Winterabend im masurischen Bauernhaus

Kein anderer Landstrich mit fremdsprachiger Bevölkerung in Deutschland hat sich so schnell und gründlich verändert, wie Masuren. In drei Jahrzehnten haben die Masuren ihre Sprache, ihre eigenartige Tracht, ja sogar ihre abergläubischen Gebräuche aufgegeben, um rastlos im Deutschtum aufzugehen. Nur in den einsamen Dörfern der großen Johannisburger Heide findet man noch vereinzelt alte Leute, die kein Wort Deutsch sprechen. Die jüngere Generation unterscheidet sich in nichts mehr von den Bewohnern rein deutscher Landstriche.

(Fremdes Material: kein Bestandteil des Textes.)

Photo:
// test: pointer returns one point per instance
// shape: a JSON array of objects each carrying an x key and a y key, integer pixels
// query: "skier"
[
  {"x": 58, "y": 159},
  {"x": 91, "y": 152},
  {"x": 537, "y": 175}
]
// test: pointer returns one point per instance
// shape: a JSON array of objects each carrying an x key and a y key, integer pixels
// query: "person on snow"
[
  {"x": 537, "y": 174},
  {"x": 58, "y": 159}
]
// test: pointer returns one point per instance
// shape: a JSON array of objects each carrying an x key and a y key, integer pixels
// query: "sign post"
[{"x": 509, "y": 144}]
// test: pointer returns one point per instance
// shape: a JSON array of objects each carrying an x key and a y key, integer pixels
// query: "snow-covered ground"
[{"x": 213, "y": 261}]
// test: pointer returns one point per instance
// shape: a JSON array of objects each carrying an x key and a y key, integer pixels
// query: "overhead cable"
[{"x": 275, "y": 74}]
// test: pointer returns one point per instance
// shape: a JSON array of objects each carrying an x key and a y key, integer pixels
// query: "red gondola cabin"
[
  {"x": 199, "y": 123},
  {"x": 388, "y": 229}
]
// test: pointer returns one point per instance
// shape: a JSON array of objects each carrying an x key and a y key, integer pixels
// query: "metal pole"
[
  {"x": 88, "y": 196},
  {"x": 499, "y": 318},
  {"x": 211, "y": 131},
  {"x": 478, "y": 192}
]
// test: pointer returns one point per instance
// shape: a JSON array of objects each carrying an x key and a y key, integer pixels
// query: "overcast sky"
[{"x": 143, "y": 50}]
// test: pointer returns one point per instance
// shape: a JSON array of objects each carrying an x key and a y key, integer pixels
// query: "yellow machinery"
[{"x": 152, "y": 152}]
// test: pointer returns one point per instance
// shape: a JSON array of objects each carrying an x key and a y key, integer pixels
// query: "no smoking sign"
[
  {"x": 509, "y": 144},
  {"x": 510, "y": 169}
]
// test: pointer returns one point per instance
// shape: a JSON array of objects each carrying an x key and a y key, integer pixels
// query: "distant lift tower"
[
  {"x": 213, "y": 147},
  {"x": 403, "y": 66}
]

Auf den ersten Blick könnte die Schnelligkeit dieses Vorganges wunderbar erscheinen, ist es aber nicht. Bei den Masuren lagen keine Momente des Widerstandes vor, wie sie z. B. bei den Polen in Posen und Westpreußen vorhanden sind. Der Masur ist evangelisch und mit Leib und Seele preußischer Patriot.

Dies ist ein historischer Text, welcher nicht geändert wurde, um seine Authentizität nicht zu gefährden. Bitte beachten Sie, dass z. B. technische, wissenschaftliche oder juristische Aussagen überholt sein können. Farbige Bilder sind i. d. R. Beispielbilder oder nachcolorierte Bilder, welche ursprünglich in schwarz/weiß vorlagen. Bei diesen Bildern kann nicht von einer historisch korrekten Farbechtheit ausgegangen werden. Darüber hinaus gibt der Artikel die Sprache seiner Zeit wieder, unabhängig davon, ob diese heute als politisch oder inhaltlich korrekt eingestuft würde. Lokalgeschichte.de gibt die Texte (zu denen i. d. R. auch die Bildunterschriften gehören) unverändert wieder. Das bedeutet jedoch nicht, dass die darin erklärten Aussagen oder Ausdruckweisen von Lokalgeschichte.de inhaltlich geteilt werden.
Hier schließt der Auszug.